Alex Zanardi, l’incidente del 2001 sul circuito di Lausitz che gli costò l’amputazione delle gambe – Il video
Il 15 settembre 2001 è una data spartiacque nella carriera, e nella vita, di Alex Zanardi, morto oggi all’età di 59 anni. Sul circuito di Lausitz, in Germania, il pilota italiano fu protagonista di uno degli incidenti più drammatici della storia recente dell’automobilismo, che lo costrinse all’amputazione di entrambe le gambe.
La dinamica dell’incidente
Zanardi era rientrato ai box per un pit stop e stava uscendo dalla pit lane quando perse il controllo della vettura. La monoposto attraversò la pista proprio mentre sopraggiungevano gli altri piloti a piena velocità. L’impatto fu violentissimo: l’auto dello statunitense Alex Tagliani colpì in pieno la vettura di Zanardi, tagliandola praticamente in due. I detriti si sparsero sull’asfalto mentre i soccorsi intervennero immediatamente, consapevoli fin da subito della gravità della situazione.

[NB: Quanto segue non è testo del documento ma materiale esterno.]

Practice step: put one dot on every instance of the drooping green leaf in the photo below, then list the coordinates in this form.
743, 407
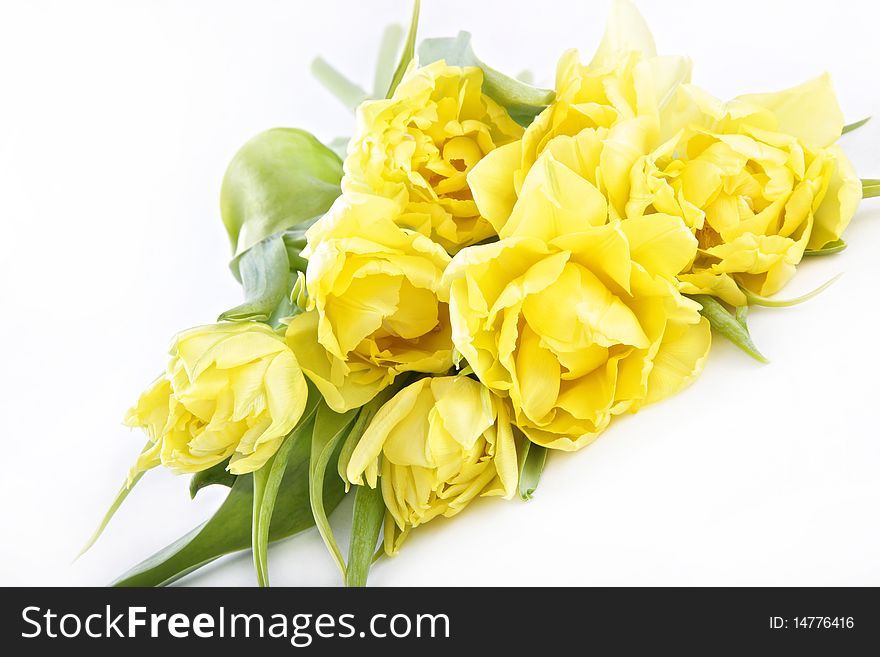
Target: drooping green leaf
114, 507
278, 180
267, 481
409, 50
368, 412
731, 327
229, 529
366, 521
343, 89
217, 474
329, 429
757, 300
522, 101
870, 187
832, 247
531, 467
852, 126
265, 277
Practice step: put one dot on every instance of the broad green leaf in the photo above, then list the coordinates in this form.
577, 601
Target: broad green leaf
267, 481
531, 468
229, 529
343, 89
278, 180
392, 37
857, 124
329, 429
832, 247
409, 50
730, 326
522, 101
366, 521
214, 475
266, 280
757, 300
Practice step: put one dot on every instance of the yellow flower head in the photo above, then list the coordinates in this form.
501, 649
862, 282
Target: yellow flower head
576, 319
372, 293
605, 116
420, 144
436, 445
230, 390
758, 180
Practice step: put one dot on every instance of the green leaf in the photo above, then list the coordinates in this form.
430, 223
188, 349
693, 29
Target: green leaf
328, 431
265, 277
267, 481
852, 126
731, 327
409, 50
522, 101
229, 529
217, 474
832, 247
870, 187
114, 507
388, 46
343, 89
757, 300
278, 180
366, 521
368, 412
531, 468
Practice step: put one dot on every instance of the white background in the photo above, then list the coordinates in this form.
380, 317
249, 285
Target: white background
117, 120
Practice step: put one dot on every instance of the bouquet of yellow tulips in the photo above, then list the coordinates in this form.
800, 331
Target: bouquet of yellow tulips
491, 272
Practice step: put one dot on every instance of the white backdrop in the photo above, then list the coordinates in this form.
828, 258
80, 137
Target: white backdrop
117, 120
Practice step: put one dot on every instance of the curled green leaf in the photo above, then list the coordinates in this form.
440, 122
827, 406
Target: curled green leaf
264, 272
728, 325
267, 482
366, 521
329, 429
832, 247
343, 89
114, 507
757, 300
368, 411
230, 528
217, 474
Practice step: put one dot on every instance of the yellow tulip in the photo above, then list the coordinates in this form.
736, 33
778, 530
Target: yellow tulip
758, 180
419, 145
606, 115
576, 318
372, 289
435, 446
230, 390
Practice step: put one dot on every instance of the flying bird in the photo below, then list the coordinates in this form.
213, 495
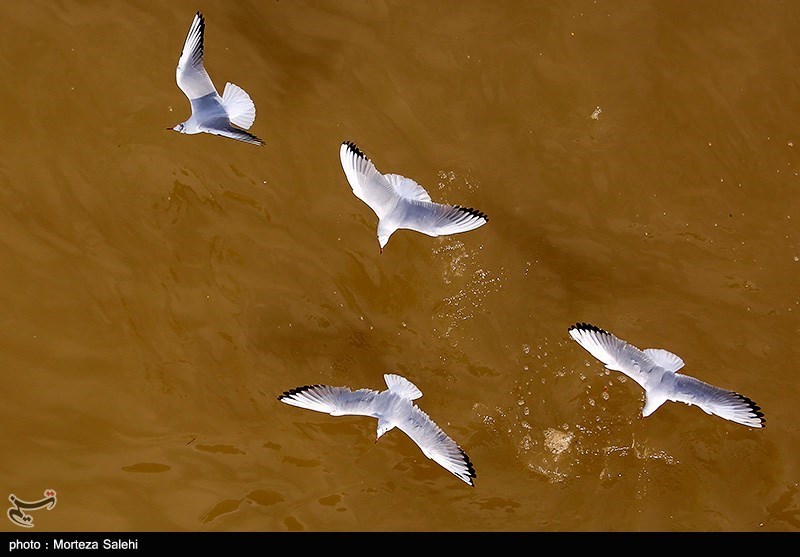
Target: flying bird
229, 115
400, 202
393, 408
656, 371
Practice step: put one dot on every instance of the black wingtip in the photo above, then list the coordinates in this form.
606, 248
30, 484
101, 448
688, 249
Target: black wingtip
354, 148
754, 408
473, 212
297, 391
587, 327
470, 467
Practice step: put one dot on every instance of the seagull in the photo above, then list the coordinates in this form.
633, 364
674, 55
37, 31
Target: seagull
210, 112
393, 408
655, 370
400, 202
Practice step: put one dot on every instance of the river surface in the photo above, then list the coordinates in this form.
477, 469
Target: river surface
638, 161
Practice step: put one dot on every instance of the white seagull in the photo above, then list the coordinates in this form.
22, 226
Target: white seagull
400, 202
393, 408
210, 112
656, 371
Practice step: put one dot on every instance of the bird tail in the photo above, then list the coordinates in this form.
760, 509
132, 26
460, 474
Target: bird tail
239, 106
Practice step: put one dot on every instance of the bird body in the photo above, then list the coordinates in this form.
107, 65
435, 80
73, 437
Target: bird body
393, 408
656, 371
228, 115
400, 202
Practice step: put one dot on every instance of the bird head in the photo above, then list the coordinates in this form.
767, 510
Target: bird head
382, 428
383, 239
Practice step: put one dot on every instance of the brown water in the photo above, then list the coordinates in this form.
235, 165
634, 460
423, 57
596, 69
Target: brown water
159, 291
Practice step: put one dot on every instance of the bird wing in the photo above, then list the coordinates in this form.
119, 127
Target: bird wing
436, 219
615, 353
190, 73
369, 185
436, 445
336, 401
715, 400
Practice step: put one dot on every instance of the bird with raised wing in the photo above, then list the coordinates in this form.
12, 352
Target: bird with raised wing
229, 115
400, 202
393, 407
656, 371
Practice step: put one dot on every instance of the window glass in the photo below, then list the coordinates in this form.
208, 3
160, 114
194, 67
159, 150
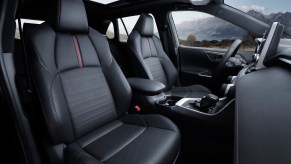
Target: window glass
110, 31
129, 25
199, 29
17, 33
268, 11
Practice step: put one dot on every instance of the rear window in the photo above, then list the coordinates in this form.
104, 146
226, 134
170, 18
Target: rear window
267, 11
17, 33
129, 23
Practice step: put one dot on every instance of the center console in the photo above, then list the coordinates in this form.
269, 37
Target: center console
218, 112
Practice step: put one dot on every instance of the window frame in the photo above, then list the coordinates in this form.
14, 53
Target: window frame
175, 32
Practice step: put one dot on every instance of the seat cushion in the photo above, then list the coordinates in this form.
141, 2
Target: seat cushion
193, 91
131, 139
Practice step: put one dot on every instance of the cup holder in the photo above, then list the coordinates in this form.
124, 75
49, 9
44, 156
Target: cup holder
169, 101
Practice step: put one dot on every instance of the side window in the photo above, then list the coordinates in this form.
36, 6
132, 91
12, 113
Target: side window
110, 31
129, 23
197, 29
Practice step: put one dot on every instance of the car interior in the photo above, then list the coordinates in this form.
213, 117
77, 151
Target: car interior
141, 81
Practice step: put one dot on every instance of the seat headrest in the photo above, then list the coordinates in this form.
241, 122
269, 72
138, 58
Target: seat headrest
69, 16
145, 25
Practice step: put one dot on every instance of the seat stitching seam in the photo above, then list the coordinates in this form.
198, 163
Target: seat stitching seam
141, 132
103, 135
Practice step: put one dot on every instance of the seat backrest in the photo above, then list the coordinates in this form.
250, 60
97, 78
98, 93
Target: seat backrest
148, 57
78, 81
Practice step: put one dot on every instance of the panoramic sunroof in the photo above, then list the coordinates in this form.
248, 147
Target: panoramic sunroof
105, 2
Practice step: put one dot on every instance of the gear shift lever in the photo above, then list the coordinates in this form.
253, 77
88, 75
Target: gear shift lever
206, 102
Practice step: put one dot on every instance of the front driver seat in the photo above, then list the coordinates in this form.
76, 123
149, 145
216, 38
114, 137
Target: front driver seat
151, 62
85, 96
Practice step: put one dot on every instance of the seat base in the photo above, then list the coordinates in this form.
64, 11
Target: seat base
193, 91
132, 139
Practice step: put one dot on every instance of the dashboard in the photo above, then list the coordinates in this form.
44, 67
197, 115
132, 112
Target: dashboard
267, 50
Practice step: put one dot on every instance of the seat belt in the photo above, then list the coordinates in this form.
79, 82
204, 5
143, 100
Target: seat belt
24, 83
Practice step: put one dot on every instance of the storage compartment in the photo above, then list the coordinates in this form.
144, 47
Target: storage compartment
169, 100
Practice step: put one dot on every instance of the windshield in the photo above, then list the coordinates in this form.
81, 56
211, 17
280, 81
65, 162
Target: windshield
268, 11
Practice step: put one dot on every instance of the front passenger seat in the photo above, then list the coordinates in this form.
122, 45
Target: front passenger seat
85, 96
151, 62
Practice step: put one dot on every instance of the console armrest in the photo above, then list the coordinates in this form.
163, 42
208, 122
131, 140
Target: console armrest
145, 86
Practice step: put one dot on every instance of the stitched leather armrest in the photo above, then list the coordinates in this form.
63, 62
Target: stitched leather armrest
146, 87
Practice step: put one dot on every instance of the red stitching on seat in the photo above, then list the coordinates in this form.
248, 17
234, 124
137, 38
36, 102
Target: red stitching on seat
78, 51
150, 47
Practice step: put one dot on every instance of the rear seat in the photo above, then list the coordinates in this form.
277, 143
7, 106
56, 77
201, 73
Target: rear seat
119, 52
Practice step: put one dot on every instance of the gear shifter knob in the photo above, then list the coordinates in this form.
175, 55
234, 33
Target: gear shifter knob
206, 102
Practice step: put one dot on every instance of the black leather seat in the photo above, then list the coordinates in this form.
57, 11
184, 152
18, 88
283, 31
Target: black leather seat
85, 96
151, 62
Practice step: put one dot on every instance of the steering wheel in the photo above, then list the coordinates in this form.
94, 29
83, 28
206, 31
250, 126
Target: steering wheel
231, 52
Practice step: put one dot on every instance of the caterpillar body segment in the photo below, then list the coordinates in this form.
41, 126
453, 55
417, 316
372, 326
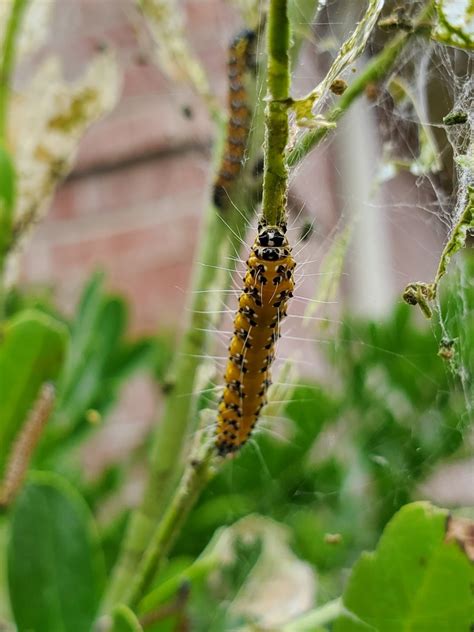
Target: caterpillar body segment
241, 59
268, 285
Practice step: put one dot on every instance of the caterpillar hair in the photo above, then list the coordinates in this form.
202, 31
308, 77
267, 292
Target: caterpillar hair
241, 59
268, 285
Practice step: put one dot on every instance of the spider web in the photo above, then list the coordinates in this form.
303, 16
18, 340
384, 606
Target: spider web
379, 198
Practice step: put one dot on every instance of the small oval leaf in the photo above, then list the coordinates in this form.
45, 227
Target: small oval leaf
32, 348
55, 570
415, 580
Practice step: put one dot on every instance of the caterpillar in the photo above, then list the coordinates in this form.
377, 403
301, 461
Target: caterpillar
268, 285
241, 58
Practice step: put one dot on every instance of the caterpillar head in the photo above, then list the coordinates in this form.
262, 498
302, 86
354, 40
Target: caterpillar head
271, 242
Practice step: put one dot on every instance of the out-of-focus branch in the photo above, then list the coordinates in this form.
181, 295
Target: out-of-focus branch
47, 123
174, 55
24, 446
195, 477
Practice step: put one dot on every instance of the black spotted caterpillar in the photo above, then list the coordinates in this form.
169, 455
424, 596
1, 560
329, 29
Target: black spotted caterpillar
241, 59
268, 284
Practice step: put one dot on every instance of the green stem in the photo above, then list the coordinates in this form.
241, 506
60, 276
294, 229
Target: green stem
422, 294
194, 479
174, 427
275, 177
320, 616
8, 60
168, 589
375, 70
219, 238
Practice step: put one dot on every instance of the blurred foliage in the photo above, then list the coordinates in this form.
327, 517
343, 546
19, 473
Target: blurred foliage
333, 471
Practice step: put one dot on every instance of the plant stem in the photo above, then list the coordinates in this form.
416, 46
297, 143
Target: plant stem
423, 294
275, 177
315, 618
375, 70
165, 591
194, 479
8, 60
175, 426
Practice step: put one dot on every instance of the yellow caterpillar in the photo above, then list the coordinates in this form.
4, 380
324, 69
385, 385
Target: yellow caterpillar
268, 285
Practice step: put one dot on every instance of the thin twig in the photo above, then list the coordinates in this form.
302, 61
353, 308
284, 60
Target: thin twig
23, 448
275, 176
195, 478
375, 71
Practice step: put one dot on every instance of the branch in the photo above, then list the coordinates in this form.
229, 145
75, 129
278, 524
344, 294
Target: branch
423, 294
175, 425
275, 178
375, 70
8, 60
194, 479
24, 446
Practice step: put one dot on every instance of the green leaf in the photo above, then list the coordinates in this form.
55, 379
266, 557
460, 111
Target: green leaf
32, 347
54, 566
95, 337
7, 200
415, 580
124, 620
455, 25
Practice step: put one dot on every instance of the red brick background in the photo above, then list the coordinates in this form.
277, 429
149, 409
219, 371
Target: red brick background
133, 203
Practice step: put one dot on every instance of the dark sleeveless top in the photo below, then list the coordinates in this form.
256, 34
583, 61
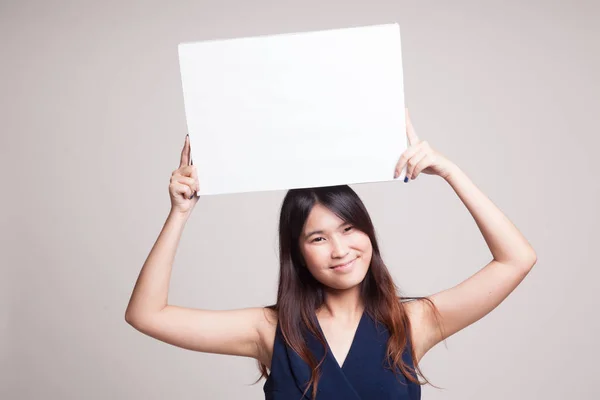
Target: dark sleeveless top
362, 376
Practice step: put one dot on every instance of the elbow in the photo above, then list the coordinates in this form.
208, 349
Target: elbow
528, 260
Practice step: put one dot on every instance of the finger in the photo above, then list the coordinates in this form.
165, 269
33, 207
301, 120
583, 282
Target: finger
408, 153
191, 182
413, 139
188, 170
421, 165
413, 162
182, 189
185, 153
195, 176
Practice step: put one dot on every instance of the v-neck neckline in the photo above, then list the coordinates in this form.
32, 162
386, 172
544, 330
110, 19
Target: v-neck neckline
352, 344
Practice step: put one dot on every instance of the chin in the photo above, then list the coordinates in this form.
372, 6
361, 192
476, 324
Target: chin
344, 281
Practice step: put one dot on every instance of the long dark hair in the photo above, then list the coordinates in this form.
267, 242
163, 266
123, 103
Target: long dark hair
299, 294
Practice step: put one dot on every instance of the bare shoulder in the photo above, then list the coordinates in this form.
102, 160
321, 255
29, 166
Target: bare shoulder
419, 312
247, 332
266, 333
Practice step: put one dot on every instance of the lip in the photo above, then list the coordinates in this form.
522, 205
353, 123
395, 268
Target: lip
344, 267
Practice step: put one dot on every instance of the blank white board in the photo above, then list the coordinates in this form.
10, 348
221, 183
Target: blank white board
295, 110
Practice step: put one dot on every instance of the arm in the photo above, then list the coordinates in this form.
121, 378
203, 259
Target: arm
472, 299
233, 332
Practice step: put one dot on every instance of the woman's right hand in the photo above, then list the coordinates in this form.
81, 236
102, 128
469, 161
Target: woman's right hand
184, 185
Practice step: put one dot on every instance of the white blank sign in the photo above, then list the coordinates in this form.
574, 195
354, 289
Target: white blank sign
295, 110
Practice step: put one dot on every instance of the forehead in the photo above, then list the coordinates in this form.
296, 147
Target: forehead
321, 217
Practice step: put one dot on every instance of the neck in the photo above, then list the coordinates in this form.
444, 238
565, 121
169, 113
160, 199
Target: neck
342, 304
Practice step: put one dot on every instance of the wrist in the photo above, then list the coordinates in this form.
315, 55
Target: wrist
179, 215
452, 170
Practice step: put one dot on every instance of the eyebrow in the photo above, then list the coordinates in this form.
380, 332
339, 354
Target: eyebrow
320, 231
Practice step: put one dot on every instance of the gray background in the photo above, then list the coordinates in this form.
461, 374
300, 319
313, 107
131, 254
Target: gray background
93, 122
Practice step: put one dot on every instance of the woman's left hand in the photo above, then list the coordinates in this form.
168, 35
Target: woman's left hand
420, 157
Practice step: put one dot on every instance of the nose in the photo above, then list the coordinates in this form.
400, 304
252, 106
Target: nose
339, 248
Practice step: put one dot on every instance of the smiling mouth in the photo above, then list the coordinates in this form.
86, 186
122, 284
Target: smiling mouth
343, 265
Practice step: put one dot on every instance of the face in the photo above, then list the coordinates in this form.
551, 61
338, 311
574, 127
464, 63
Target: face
328, 241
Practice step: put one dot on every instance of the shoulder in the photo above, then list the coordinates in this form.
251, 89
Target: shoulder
418, 312
267, 327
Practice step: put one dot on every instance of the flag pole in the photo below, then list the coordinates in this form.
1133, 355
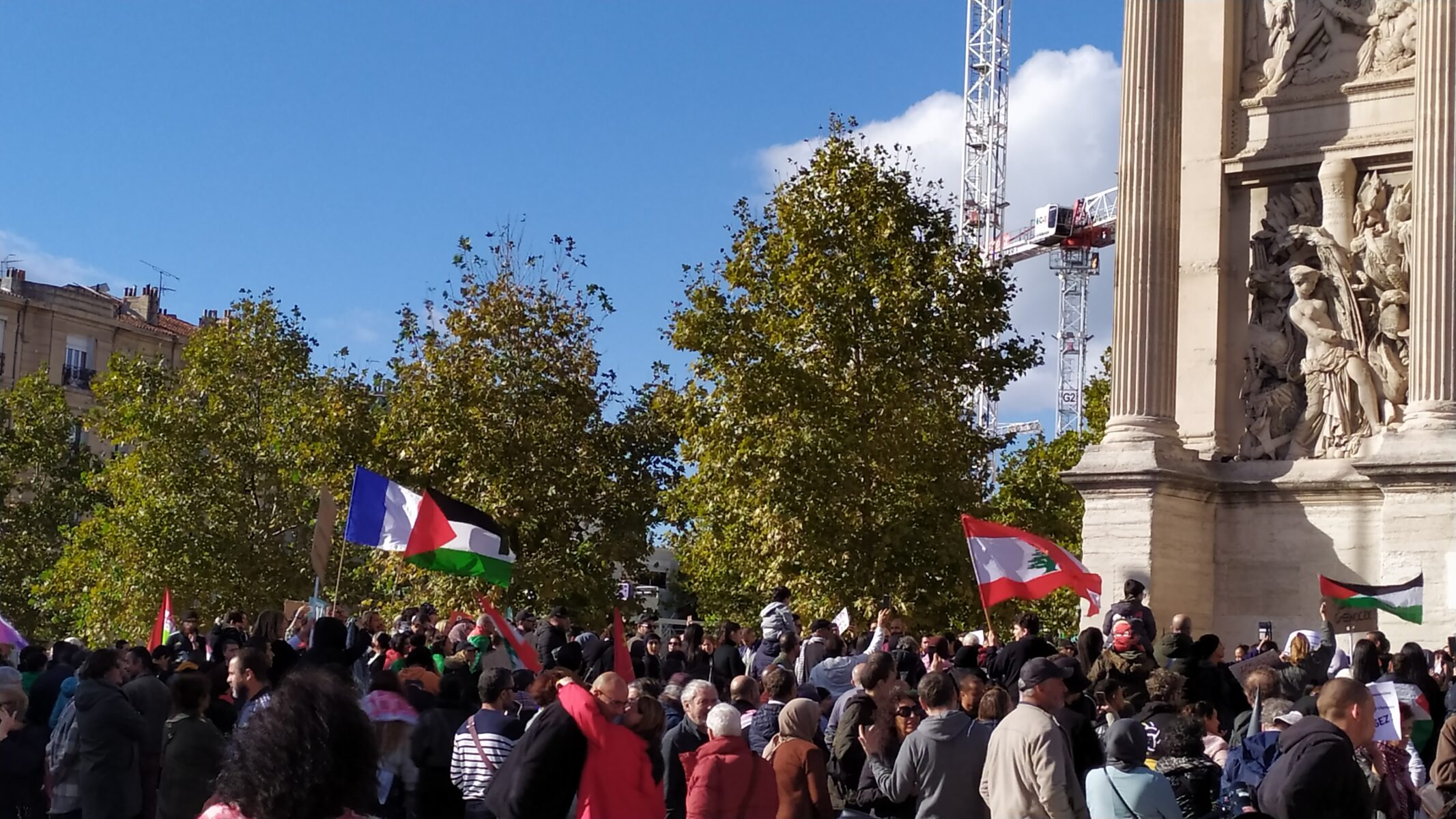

La corsa in ospedale e il recupero
Zanardi riportò ferite gravissime: la perdita di una quantità enorme di sangue e lesioni tali da rendere necessaria l’amputazione di entrambe le gambe. Trasportato d’urgenza in ospedale, per giorni le sue condizioni rimasero critiche, tenendo tutto il mondo dello sport, e non solo, con il fiato sospeso. La sua sopravvivenza fu considerata da molti un evento straordinario. Contro ogni previsione, Zanardi intraprese un lungo percorso di riabilitazione e la sua determinazione divenne presto un simbolo. Nel 2003 tornò persino a guidare, completando simbolicamente i giri mancanti proprio al Lausitzring.